この頭突きを禁じていないのが、意外にも興業であり、格闘演技でもある相撲とプロレスだ。なかでも1960年代から活躍していたアメリカの黒人レスラーであるボボ・ブラジルのヘッドバットは有名だ。ジャンプしてのヘッドバットはココバットと呼ばれて怖れられていた。

あまりに強烈な頭突きは、それだけで試合を決められるほどの威力を持っていた。馬場も猪木も、このヘッドバットを浴びたら立ってはいられなかった。鉄人と呼ばれたチャンピオンであるルー・テーズでさえ、このヘッドバットには手を焼いた。

もし、彼が黒人でなかったら、間違いなくチャンピオンベルトは彼の腰に巻かれていたと言われている。残念ながら、それが当時のアメリカのプロレス社会であった。

或る意味、悲劇のプロレスラーであったのかもしれないが、彼の全盛期を知る私にはまるで悲壮感は感じられなかった。さりとて、トニー・アトラスらに代表される筋肉ムキムキの黒人マッチョ・レスラーによく見られる軽薄な明るさとも無縁であった。

ボボ・ブラジルなんてリングネームからして、ある種の軽薄さを感じるが、それでも決して軽薄なレスラーではなかった。時折オバカなふりをして観客の笑いを誘うような真似はしていたが、少し苦しい印象が否めなかった。
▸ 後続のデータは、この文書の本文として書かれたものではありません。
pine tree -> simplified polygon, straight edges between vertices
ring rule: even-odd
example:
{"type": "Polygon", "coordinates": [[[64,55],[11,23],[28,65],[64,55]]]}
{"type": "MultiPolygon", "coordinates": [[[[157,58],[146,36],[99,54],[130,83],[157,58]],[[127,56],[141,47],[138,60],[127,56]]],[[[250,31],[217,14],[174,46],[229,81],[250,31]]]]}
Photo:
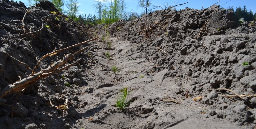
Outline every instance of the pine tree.
{"type": "Polygon", "coordinates": [[[54,5],[57,10],[60,12],[62,12],[63,7],[64,5],[64,3],[62,0],[51,0],[51,2],[54,5]]]}

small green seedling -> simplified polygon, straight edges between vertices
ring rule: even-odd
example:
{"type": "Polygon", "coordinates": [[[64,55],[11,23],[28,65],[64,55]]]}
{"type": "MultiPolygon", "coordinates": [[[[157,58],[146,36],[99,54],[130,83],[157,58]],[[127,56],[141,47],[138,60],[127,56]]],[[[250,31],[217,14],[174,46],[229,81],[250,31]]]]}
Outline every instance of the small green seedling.
{"type": "Polygon", "coordinates": [[[71,86],[71,85],[70,85],[69,83],[68,83],[67,82],[64,82],[64,84],[65,84],[65,85],[66,86],[68,86],[68,87],[72,87],[72,86],[71,86]]]}
{"type": "Polygon", "coordinates": [[[130,104],[130,99],[127,97],[129,93],[132,91],[132,90],[128,91],[128,88],[127,87],[123,87],[120,90],[120,93],[118,98],[116,100],[115,106],[118,108],[118,109],[123,111],[130,104]]]}
{"type": "Polygon", "coordinates": [[[111,42],[110,41],[108,42],[108,47],[109,49],[111,49],[111,42]]]}
{"type": "Polygon", "coordinates": [[[117,70],[117,68],[115,66],[112,66],[111,68],[111,70],[112,70],[112,71],[113,71],[113,73],[115,74],[116,74],[116,72],[117,72],[117,71],[118,71],[117,70]]]}
{"type": "Polygon", "coordinates": [[[107,52],[106,53],[106,55],[107,56],[107,57],[108,57],[109,59],[111,59],[111,56],[110,56],[110,54],[109,54],[109,53],[108,52],[107,52]]]}
{"type": "Polygon", "coordinates": [[[48,26],[47,25],[45,25],[45,27],[48,28],[48,29],[50,28],[50,26],[48,26]]]}
{"type": "Polygon", "coordinates": [[[55,15],[55,14],[57,14],[57,12],[55,11],[51,11],[50,13],[52,14],[53,14],[54,15],[55,15]]]}
{"type": "Polygon", "coordinates": [[[249,65],[249,63],[248,62],[244,62],[242,64],[243,66],[245,66],[249,65]]]}

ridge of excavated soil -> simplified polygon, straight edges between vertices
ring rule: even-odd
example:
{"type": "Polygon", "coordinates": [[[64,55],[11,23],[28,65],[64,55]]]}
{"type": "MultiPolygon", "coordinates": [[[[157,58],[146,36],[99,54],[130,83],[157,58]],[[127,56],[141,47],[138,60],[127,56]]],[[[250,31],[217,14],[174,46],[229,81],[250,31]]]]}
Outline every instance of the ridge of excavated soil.
{"type": "Polygon", "coordinates": [[[50,27],[0,45],[1,89],[31,73],[14,58],[33,69],[46,53],[100,37],[46,58],[37,72],[89,46],[66,65],[79,64],[0,99],[0,129],[255,128],[256,97],[208,90],[255,94],[255,27],[237,23],[232,11],[217,6],[160,10],[89,28],[51,13],[56,11],[47,1],[29,8],[0,1],[0,42],[39,30],[48,21],[50,27]],[[114,105],[126,87],[133,101],[121,111],[114,105]]]}

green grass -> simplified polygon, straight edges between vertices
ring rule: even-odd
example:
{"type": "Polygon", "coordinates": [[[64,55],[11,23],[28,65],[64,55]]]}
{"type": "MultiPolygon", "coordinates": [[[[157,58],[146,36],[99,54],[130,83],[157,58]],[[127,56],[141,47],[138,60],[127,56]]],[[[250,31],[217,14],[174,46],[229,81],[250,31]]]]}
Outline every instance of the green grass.
{"type": "Polygon", "coordinates": [[[128,88],[127,87],[123,87],[120,90],[120,93],[118,99],[116,100],[115,106],[118,109],[123,111],[125,109],[125,107],[127,107],[129,104],[130,99],[127,97],[129,93],[132,91],[132,90],[128,91],[128,88]]]}
{"type": "Polygon", "coordinates": [[[107,57],[108,57],[108,58],[109,59],[111,59],[111,56],[109,54],[109,53],[108,52],[106,53],[106,56],[107,56],[107,57]]]}
{"type": "Polygon", "coordinates": [[[109,41],[108,41],[108,47],[109,49],[111,49],[111,42],[109,41]]]}
{"type": "Polygon", "coordinates": [[[118,70],[117,70],[117,68],[115,66],[113,66],[111,68],[111,70],[113,71],[113,73],[114,74],[116,74],[116,72],[117,72],[118,70]]]}

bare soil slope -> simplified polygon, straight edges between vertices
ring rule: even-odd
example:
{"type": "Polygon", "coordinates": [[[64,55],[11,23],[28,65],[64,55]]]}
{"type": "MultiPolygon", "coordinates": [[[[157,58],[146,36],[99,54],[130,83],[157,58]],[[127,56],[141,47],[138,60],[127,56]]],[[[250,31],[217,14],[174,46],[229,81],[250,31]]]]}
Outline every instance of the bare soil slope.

プロレスは格闘演技ではあり、本当の強さよりも、強く見せる演技力が大事となる。しかし、ボボ・ブラジルの得意技ヘッド・バットはウソ偽りのない正真正銘の必殺技であった。頭突きというやつは、喧嘩を含めて格闘戦で必ず役立つ強烈な技だ。彼はそのことを誰よりも知っていた気がする。

だからこそ、どんなに軽薄な演技をしても、その内面には確固たる強者の矜持が貫かれていた。喩えていうなら、衰退に向かいつつあることが避けられぬ王国を、それでも守らんと門に立つ古参兵の趣だろうか。

黒人差別、黒人蔑視が普通だった1960年代から70年代のアメリカのプロレス社会において、決してチャンピオンにはなれないと知りつつ、ボボ・ブラジルはヘッドバットを打ち続けた。当時のプロレス界の誰もが一目置く影の実力者であった。忘れ難い名レスラーだと思う。